Last week I picked up a box of Woolworths’ own brand free-range eggs and next to a picture of eggs nestled in green grass read the caption “Our Free Range eggs have been laid by hens that are free to roam outdoors during the day and nest in boxes at night.” I wondered out loud if they got doonas, classical music and massages as well and startled my neighbouring shopper into a laugh. Mainly I just look for the cheapest free-range eggs or what’s on special that day.

For the first time in my life, a lot of the people I know don’t buy eggs. Some of the kids at school have never eaten a shop-bought egg or drunk pasteurised milk. At least two of my children’s classmates drink milk straight from the cow and more have their own chickens. I find it amazing that people still have a level of subsistence on the land. They find it amazing that I buy eggs and milk and suggest that I try having a house cow, outlining how little work it really is. I decline bottles of fresh milk with thoughts of brucellosis and fat content. I understand now why it was nearly a crisis when Education Queensland made rules about serving healthy food at tuckshop including low-fat milk. I thought it was a good idea. Heads nearly rolled at the P & C at the thought of the potential brain damage to our children.

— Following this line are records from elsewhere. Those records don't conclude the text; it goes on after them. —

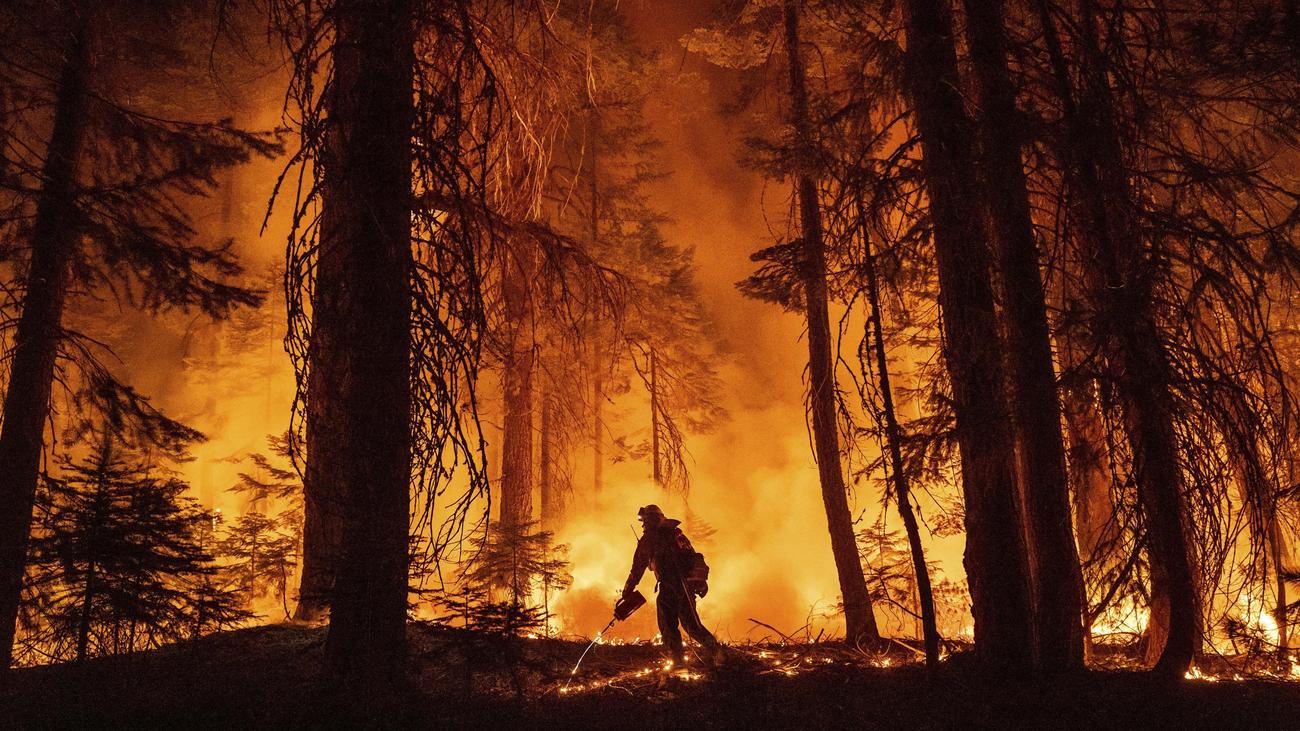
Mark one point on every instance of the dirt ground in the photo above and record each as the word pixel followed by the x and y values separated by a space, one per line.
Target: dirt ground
pixel 269 678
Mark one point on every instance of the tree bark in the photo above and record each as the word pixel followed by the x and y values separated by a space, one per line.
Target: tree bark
pixel 323 476
pixel 516 479
pixel 368 172
pixel 553 498
pixel 1119 288
pixel 893 442
pixel 995 561
pixel 1053 559
pixel 1090 475
pixel 597 355
pixel 597 422
pixel 35 346
pixel 654 420
pixel 858 613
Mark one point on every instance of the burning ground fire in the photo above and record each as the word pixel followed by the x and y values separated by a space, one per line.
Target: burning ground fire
pixel 763 660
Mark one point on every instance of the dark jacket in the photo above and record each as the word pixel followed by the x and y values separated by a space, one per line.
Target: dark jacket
pixel 661 549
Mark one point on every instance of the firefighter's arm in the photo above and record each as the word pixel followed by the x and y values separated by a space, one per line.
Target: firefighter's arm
pixel 640 561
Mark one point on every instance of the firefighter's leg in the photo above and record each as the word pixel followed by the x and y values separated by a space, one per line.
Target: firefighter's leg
pixel 694 627
pixel 668 614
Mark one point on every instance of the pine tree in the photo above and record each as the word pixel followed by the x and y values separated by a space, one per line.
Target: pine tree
pixel 260 554
pixel 117 556
pixel 105 189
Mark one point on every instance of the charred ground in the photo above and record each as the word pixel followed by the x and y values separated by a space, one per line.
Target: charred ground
pixel 269 677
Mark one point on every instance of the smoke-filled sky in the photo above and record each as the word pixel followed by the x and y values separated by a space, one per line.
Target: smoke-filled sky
pixel 754 479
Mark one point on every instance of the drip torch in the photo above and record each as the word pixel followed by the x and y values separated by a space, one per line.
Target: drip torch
pixel 623 609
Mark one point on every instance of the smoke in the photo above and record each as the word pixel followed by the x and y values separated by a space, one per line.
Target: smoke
pixel 753 480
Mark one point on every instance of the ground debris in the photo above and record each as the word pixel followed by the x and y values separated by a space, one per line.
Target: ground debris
pixel 269 677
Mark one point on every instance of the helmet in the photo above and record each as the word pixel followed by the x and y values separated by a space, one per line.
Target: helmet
pixel 650 510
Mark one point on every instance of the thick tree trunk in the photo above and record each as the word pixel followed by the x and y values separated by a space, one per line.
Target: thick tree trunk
pixel 996 566
pixel 858 614
pixel 1090 475
pixel 516 479
pixel 35 345
pixel 1119 289
pixel 893 442
pixel 1053 559
pixel 323 476
pixel 368 172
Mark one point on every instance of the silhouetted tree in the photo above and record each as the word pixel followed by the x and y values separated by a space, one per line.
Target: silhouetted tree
pixel 116 556
pixel 103 176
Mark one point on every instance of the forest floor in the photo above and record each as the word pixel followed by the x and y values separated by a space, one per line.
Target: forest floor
pixel 269 677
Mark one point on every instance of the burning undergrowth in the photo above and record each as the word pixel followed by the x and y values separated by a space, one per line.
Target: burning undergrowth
pixel 271 677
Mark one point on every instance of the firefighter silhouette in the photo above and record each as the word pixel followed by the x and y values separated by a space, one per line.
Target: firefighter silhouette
pixel 681 575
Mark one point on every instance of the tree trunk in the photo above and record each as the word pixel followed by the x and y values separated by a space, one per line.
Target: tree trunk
pixel 654 419
pixel 1053 559
pixel 597 422
pixel 368 172
pixel 1090 475
pixel 1132 344
pixel 516 479
pixel 1096 527
pixel 893 442
pixel 858 613
pixel 35 345
pixel 597 355
pixel 995 561
pixel 323 476
pixel 553 498
pixel 1277 552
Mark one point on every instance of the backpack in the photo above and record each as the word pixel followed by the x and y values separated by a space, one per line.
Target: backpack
pixel 694 570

I avoid keeping chickens myself with thoughts of animals dependent on me on a daily basis and their attraction value for snakes and vermin. I love that I can grow some of my own vegetables and herbs but anything further seems like a lot of work for little return. I wonder if I would think differently if I were poorer, more dependent on the land or if I hadn’t been raised in million-person plus cities. Instead I drink my pasteurised, homogenised, fat-removed milk and cook with my neatly washed and cartoned eggs, living a life in the same location but far removed from that of the early settlers.